Wednesday 9 October 2013

Lowlife 39 - Last of the Summer Insobriety

Last of the Summer Insobriety

You will most probably not believe me (and I could hardly blame you) but I only had a total of three pints last Sunday as in my new regime I set myself a limit of eight half pints but I only felt the need for six halves before I headed off from the Flagon & Gorses into the night.  I felt a bit cheated on Monday morning though, as despite eating before and after the pub and drinking plenty of water I had a faint headache (which ironically is not something that I normally get if I drink a great volume of beer [unless I add cider into the mix]) but it transpired to be a product of an oncoming cold, which I have most likely procured second hand from Toby In-Tents.   
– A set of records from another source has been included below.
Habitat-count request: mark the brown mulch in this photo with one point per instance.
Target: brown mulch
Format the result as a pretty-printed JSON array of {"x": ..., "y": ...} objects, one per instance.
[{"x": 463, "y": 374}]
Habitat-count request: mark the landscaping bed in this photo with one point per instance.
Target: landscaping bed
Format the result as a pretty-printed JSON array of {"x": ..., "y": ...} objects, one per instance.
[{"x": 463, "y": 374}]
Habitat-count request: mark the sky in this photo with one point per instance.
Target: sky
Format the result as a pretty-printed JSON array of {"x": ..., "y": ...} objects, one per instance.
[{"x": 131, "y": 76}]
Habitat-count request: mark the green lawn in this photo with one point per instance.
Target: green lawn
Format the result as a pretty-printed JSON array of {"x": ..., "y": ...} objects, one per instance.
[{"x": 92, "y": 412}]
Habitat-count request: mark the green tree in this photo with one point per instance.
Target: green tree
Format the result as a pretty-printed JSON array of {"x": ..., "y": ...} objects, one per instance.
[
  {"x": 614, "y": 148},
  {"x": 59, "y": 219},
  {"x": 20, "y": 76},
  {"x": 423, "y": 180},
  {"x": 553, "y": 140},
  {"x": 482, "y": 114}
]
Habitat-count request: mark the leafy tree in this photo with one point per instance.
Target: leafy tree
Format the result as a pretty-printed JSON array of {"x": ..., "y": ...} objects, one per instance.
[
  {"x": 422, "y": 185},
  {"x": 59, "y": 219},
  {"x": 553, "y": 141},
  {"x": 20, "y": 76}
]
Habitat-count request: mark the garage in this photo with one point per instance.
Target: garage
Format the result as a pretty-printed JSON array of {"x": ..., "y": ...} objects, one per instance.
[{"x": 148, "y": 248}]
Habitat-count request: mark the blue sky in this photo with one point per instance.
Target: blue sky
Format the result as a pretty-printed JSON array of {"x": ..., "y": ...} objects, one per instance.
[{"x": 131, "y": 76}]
Additionally, on Saturday night after drinking five pints of beer at Hugh Queensbury’s 40th birthday party I entered previously uncharted waters by having a pint of coke (bold italics intentional for emphasis) and it was a free bar to boot.  I did follow the coke with three VATS (small may I add), so all in all it was a night of unprecedented reserved moderation, which I was pleased about.   It was a rare pleasure for me to see Barty Hook, Gusty Monsoon and Hugh Queensbury in a more intoxicated state than me and long may it continue. On leaving the party at the Duke William in Strourbridge at 0130 hours Barty insisted we repair to the River Rooms, being the local night spot, despite there only being half an hour until close of play.  Fortunately for me the doorman refused us entry so I was able to retreat back to Codger Mansions for an economy brand fish finger sandwich (“easy on the tartar sauce please Jeeves”) and a bit of Match of the Day (which I had recorded) before bed.  Maybe if Barty had taken the gentlemanly measure of removing his flat cap the doorman would have allowed us entry, in which case I was grateful that he kept the offending hat firmly lodged on his glabrous head.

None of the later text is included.